Today, Nvidia is finally hosting GTC, which was canceled in March and rescheduled for today as an online only event. Nvidia initially teased GTC with the tagline “get amped”, which alluded to the name for Nvidia’s upcoming architecture: Ampere. Thanks to Supermicro’s Product Manager of GPU Server Systems Carlos Weissenberg (who I really enjoyed talking to), we were able to get some details on Ampere and the upcoming HGX GPU board (which was shown off on May 12 by Nvidia’s CEO), which will be utilized in upcoming Supermicro systems.
We’re not entirely sure what exactly Nvidia is going to unveil today; when I spoke to Carlos, he couldn’t provide me with a ton of information since Nvidia has been a little secretive about Ampere. What he could tell me for sure is that Ampere focuses on performance, inter GPU and inter server coherency, and machine learning/AI. I wasn’t given specific performance figures in respect to CUDA cores, clock speeds, etc, but Ampere does support PCIe 4.0, NVLink, NVSwitch, and GPU Direct RDMA. Supermicro’s systems will, of course, be utilizing Nvidia’s next generation HGX boards, of which there are two models, Redstone and Delta. The Redstone model has 4 A100 GPUs and the Delta model has 8. These A100 GPUs are, presumably, based on the highest end Ampere dies that exist, which should be codenamed GA100. Though Supermicro advertises CUDA and Tensor cores, there is no mention of ray tracing cores whatsoever, which I found curious.

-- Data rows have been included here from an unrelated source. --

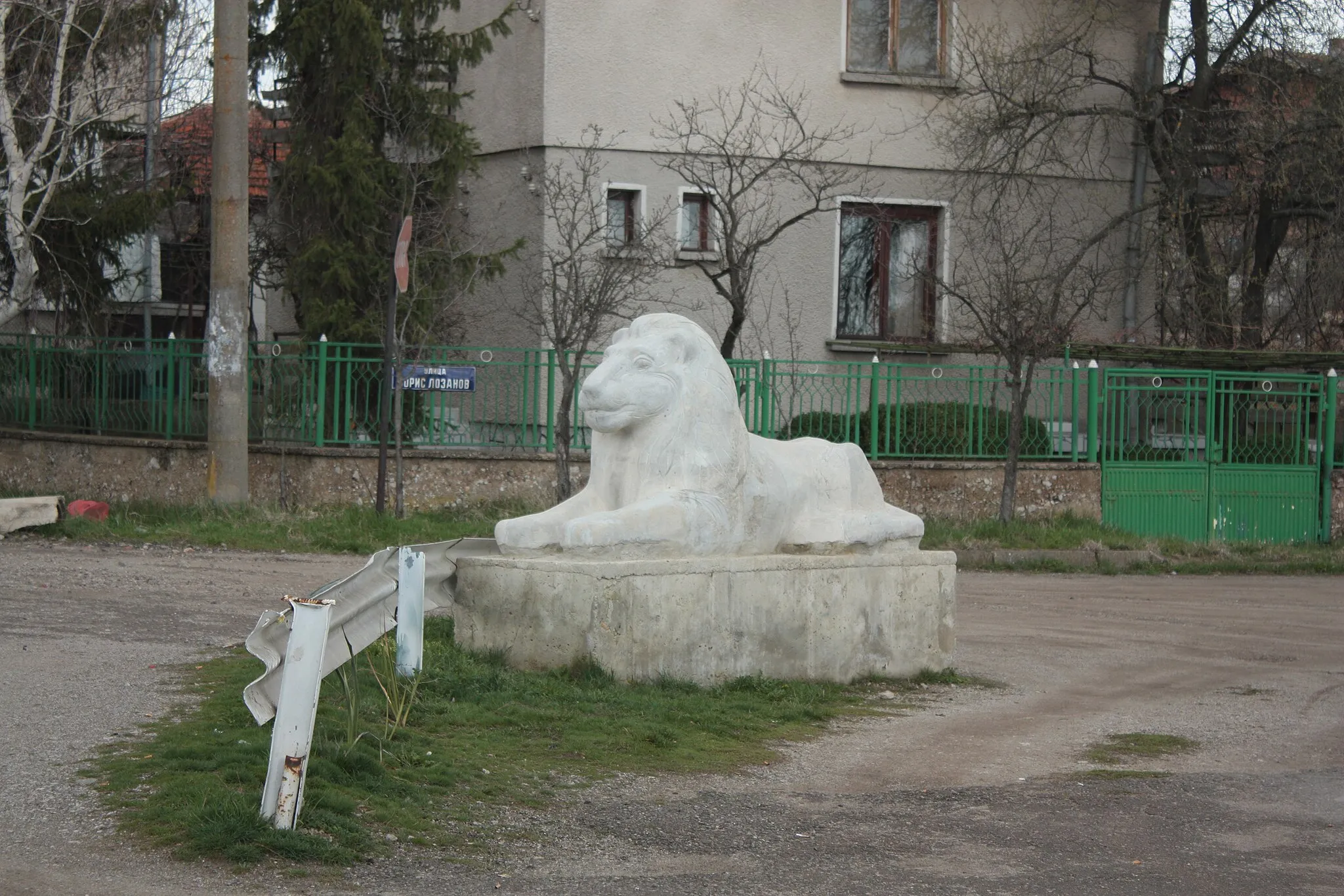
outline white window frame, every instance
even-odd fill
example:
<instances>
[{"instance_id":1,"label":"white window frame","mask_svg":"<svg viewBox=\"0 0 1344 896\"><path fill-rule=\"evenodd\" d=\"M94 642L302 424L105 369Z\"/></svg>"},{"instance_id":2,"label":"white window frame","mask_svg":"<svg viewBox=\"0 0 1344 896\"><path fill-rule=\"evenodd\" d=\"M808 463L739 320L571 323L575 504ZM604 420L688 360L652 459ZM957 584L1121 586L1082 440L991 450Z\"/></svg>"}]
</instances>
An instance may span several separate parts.
<instances>
[{"instance_id":1,"label":"white window frame","mask_svg":"<svg viewBox=\"0 0 1344 896\"><path fill-rule=\"evenodd\" d=\"M685 249L681 244L683 234L683 216L685 215L685 195L695 193L696 196L718 196L719 191L703 187L677 187L676 188L676 232L673 239L676 240L676 257L677 261L691 261L691 262L712 262L719 261L719 253L723 251L723 243L719 240L719 234L723 231L723 218L719 215L716 204L710 204L710 218L711 218L711 236L712 246L708 250L699 249Z\"/></svg>"},{"instance_id":2,"label":"white window frame","mask_svg":"<svg viewBox=\"0 0 1344 896\"><path fill-rule=\"evenodd\" d=\"M606 242L606 232L607 232L606 200L612 195L613 189L628 189L628 191L636 193L636 200L634 200L634 206L636 206L636 210L634 210L634 232L640 234L641 236L644 235L644 227L645 227L644 222L648 220L648 218L645 215L645 211L646 211L646 206L648 206L649 189L644 184L626 184L626 183L621 183L621 181L616 181L616 180L607 181L607 183L602 184L602 243L607 249L618 251L621 249L625 249L625 246L624 244L622 246L612 246L610 243Z\"/></svg>"},{"instance_id":3,"label":"white window frame","mask_svg":"<svg viewBox=\"0 0 1344 896\"><path fill-rule=\"evenodd\" d=\"M849 3L840 0L840 79L867 83L890 83L907 87L950 87L956 89L957 73L961 70L961 55L957 52L957 0L942 0L942 71L937 75L909 75L896 73L849 71Z\"/></svg>"},{"instance_id":4,"label":"white window frame","mask_svg":"<svg viewBox=\"0 0 1344 896\"><path fill-rule=\"evenodd\" d=\"M917 206L921 208L938 208L938 279L950 270L952 255L952 203L946 199L896 199L886 196L836 196L836 227L835 251L831 254L831 339L840 336L840 218L845 206ZM946 341L950 325L950 309L948 297L942 289L934 293L934 328L933 341Z\"/></svg>"}]
</instances>

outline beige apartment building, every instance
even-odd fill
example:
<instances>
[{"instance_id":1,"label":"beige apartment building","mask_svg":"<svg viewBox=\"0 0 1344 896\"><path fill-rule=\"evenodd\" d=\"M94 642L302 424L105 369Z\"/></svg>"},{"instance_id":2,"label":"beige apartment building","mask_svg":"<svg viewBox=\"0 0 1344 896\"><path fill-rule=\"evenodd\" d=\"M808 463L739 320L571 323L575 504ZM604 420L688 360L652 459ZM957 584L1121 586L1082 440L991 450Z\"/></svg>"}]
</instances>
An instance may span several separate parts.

So, the one feature I got the most info on: GPU coherency. It might not be the most important thing about Ampere, but it is definitely something Nvidia cares about deeply. One of the most crucial things in making several GPUs a coherent mass is high bandwidth, which is why PCIe 4.0 support is a requirement. NVLink and NVSwitch will be leveraged to tie together up to 16 GPUs within a single server. For server to server coherency, Nvidia is using GPU Direct RDMA, a Mellanox technology; for those wondering why Nvidia bought a networking company, here’s the answer. This technology actually totally bypasses the CPU and allows GPUs to access memory directly to one another. This is important especially for machine learning which depends on high bandwidth and memory speeds. Unfortunately for Nvidia, AMD and Intel will not permit GPU to CPU coherency on their platforms, which is unsurprising since Nvidia is competing with the two. I think this is actually a really interesting technology, and while I’m sure many would have preferred to know just the core count, one has to recognize the value of being able to transmit so much data between GPUs and servers (up to 600 gigabytes, not gigabits, per second).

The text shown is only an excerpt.